[Discussion Post] When is it necessary to scale up or down?

Note:
This topic has been translated from a Chinese forum by GPT and might contain errors.

Original topic: 【交流贴】什么情况下需要扩容缩容?

| username: Billmay表妹

In the community, it is often found that there are many issues related to scaling up and scaling down.

Question 1:
When do we need to scale up?

Question 2:
When do we need to scale down?

Question 3:
Why do we need to scale up before scaling down?

| username: ohammer | Original post link

  1. Scaling up or down involves both computing and storage resources. Depending on the business scenario, such as a large event where concurrency is much higher than usual, you can consider adding TiDB server nodes and scaling down after the event ends.

  2. If storage space or IO performance is insufficient, consider scaling up TiKV.

| username: Jellybean | Original post link

From a technical implementation perspective, each component of TiDB supports scaling up or down as needed. Here, from TiDB’s point of view, I’ll explain it in a simple and informal way, just to convey the idea.

  1. When is scaling up needed?
    To give an inappropriate analogy for better understanding, imagine you have a small knife and you need to slaughter a cow; you would need a bigger knife. This process of changing to a bigger knife is scaling up.
    When business traffic increases (such as during a Double 11 event), for example, if daily traffic increases from 10,000 to 1 million, the database might not be able to handle it (assuming there are no issues on the application side). Users might experience slow and laggy access, so to improve processing capacity, you need to add more instances (add machines, memory, disks, etc.). This process of adding resources is called scaling up.

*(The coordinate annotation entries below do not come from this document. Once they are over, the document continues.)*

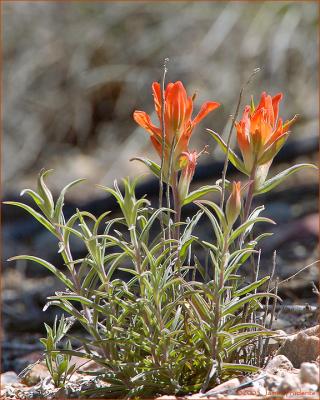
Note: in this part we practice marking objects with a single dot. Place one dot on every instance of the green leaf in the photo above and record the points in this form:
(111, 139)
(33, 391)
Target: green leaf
(246, 225)
(37, 199)
(196, 194)
(45, 193)
(49, 266)
(35, 214)
(234, 159)
(60, 201)
(277, 179)
(252, 286)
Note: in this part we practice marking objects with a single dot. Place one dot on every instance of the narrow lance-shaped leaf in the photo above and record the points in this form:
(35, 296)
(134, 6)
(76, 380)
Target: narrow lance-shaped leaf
(35, 214)
(60, 201)
(277, 179)
(197, 194)
(47, 265)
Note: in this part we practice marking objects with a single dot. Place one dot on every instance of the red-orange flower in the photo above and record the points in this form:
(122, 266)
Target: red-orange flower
(178, 125)
(260, 132)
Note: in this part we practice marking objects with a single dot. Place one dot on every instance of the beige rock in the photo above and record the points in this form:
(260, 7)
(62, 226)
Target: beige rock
(278, 362)
(302, 347)
(309, 373)
(36, 373)
(225, 386)
(289, 383)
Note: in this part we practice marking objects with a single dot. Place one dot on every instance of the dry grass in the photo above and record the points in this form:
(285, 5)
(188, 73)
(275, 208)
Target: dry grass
(74, 73)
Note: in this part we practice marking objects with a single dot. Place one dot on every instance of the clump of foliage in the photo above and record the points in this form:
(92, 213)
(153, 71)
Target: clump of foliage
(180, 321)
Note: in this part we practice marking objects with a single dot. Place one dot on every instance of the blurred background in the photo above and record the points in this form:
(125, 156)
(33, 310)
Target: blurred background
(73, 74)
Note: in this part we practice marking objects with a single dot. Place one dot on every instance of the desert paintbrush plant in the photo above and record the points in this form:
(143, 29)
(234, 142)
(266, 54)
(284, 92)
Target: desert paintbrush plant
(161, 330)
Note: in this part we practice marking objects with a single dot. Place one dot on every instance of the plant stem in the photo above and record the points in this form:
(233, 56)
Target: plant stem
(249, 199)
(176, 205)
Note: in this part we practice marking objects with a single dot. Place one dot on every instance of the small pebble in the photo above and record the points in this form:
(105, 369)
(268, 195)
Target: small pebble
(8, 378)
(289, 383)
(277, 362)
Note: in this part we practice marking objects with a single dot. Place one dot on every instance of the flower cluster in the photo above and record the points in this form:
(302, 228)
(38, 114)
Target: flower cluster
(261, 133)
(176, 126)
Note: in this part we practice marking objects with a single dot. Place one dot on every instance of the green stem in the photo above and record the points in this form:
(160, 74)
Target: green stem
(249, 199)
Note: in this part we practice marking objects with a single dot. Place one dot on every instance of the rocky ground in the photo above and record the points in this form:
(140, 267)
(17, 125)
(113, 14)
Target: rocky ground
(292, 372)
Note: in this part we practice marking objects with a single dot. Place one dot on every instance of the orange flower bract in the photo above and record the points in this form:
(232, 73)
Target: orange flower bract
(178, 122)
(260, 132)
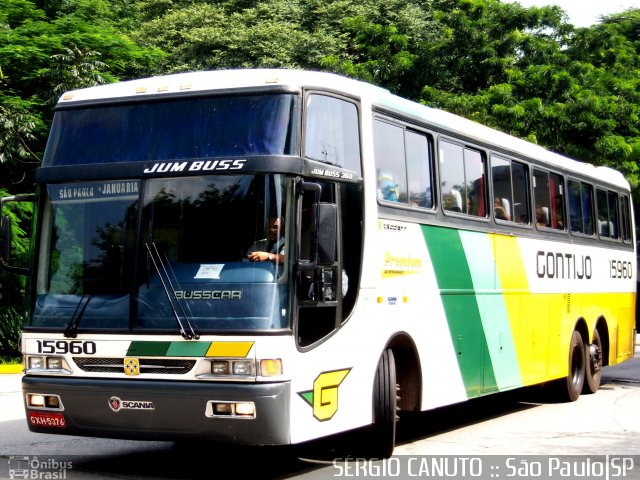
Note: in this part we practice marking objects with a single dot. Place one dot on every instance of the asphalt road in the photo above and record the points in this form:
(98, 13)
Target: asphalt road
(519, 423)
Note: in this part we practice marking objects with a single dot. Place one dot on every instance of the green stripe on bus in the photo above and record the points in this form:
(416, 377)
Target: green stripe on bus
(493, 311)
(148, 349)
(167, 349)
(461, 308)
(188, 349)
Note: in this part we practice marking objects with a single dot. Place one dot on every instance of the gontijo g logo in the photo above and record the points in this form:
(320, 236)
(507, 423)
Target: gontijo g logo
(324, 396)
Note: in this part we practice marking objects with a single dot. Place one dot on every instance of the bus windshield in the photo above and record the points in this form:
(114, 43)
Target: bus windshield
(111, 258)
(175, 129)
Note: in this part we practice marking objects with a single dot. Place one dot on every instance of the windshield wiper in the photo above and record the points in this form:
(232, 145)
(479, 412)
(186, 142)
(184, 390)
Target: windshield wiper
(72, 327)
(187, 333)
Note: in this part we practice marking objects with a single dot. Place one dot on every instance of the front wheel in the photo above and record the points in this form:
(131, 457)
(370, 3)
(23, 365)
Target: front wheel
(593, 369)
(575, 380)
(382, 437)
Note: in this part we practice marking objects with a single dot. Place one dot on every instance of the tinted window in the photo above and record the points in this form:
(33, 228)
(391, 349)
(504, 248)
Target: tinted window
(462, 179)
(332, 132)
(510, 192)
(548, 196)
(607, 203)
(580, 207)
(175, 129)
(390, 162)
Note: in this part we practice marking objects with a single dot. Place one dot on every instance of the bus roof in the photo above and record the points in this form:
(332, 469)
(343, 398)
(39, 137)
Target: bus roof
(204, 81)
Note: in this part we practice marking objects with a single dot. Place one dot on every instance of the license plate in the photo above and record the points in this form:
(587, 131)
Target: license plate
(41, 419)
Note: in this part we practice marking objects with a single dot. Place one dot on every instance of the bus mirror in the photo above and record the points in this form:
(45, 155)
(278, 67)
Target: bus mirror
(327, 226)
(5, 239)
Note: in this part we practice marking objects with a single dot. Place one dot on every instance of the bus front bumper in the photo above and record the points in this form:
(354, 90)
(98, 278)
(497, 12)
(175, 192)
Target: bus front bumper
(160, 410)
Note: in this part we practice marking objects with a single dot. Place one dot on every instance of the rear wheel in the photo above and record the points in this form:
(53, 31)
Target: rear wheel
(572, 385)
(382, 437)
(593, 369)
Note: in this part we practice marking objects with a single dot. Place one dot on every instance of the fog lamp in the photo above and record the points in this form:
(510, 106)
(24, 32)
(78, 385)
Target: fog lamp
(243, 367)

Specifically, which component to scale up depends on whether the bottleneck is in computation (TiDB), storage (TiKV), or scheduling (PD), which the administrator needs to determine in advance.

  2. When is scaling down needed?
    Using a sledgehammer to crack a nut.
    For example, if a TiDB cluster can handle 1 million requests per day, but the current traffic is very low, only 10,000 per day, you would reclaim the excess resources (instances, machines, disks, memory). This process of reclaiming resources can be understood as scaling down.

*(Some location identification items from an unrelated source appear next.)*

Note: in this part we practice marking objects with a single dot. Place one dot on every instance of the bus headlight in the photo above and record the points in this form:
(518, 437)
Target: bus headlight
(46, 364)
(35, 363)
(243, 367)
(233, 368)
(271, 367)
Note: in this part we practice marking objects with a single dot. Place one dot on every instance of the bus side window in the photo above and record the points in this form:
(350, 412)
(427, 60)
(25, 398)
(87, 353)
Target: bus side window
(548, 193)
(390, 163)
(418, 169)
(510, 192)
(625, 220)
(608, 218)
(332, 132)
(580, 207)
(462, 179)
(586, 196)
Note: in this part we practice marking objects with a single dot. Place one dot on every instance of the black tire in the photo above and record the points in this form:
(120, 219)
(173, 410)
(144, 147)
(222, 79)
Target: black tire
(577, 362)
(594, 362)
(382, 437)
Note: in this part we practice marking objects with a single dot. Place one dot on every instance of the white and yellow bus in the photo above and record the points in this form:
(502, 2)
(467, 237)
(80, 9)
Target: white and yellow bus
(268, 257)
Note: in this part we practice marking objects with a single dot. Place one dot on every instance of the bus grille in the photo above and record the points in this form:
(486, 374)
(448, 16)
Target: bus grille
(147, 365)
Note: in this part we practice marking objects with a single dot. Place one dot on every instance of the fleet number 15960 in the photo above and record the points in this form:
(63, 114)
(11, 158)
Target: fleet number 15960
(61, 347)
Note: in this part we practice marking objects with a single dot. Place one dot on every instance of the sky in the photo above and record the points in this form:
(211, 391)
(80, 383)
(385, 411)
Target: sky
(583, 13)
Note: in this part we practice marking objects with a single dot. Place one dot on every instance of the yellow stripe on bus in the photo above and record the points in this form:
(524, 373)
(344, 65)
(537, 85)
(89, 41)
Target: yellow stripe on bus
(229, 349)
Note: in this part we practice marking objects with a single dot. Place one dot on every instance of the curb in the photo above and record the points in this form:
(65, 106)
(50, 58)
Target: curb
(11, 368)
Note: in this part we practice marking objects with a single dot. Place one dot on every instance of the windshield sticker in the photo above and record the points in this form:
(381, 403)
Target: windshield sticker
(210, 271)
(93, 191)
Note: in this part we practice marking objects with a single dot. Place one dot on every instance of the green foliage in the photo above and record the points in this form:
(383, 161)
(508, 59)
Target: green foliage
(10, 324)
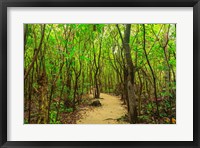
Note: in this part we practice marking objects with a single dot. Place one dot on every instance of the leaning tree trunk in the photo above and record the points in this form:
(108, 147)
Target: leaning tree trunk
(130, 79)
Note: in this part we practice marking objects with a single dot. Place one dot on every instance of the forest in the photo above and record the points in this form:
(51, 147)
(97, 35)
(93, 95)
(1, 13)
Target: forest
(99, 73)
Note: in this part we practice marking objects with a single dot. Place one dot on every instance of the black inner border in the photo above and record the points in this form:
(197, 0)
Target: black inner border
(98, 3)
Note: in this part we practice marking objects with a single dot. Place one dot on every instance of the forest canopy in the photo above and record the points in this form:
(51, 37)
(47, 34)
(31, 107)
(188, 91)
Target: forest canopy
(74, 70)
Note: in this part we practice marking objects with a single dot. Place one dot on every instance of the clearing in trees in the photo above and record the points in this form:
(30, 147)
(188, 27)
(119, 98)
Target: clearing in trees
(99, 73)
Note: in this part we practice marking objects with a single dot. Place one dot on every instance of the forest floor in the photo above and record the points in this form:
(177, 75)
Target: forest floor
(112, 111)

  3. Why scale up first and then scale down?
    Scaling up and scaling down are two independent operations. Scaling up does not necessarily mean you have to scale down later; it depends on the traffic or future business volume.
    In some scenarios, if you anticipate a long-term increase in business volume, the resources added during scaling up will continue to be used, and there will be no need to scale down.
    In other scenarios, such as temporary scaling up to handle an event, once the event is over, the temporarily added resources need to be reclaimed, which is when scaling down is necessary.
    In summary, there is no inherent sequence between the two operations. Whether to scale up or down is entirely determined by the business needs.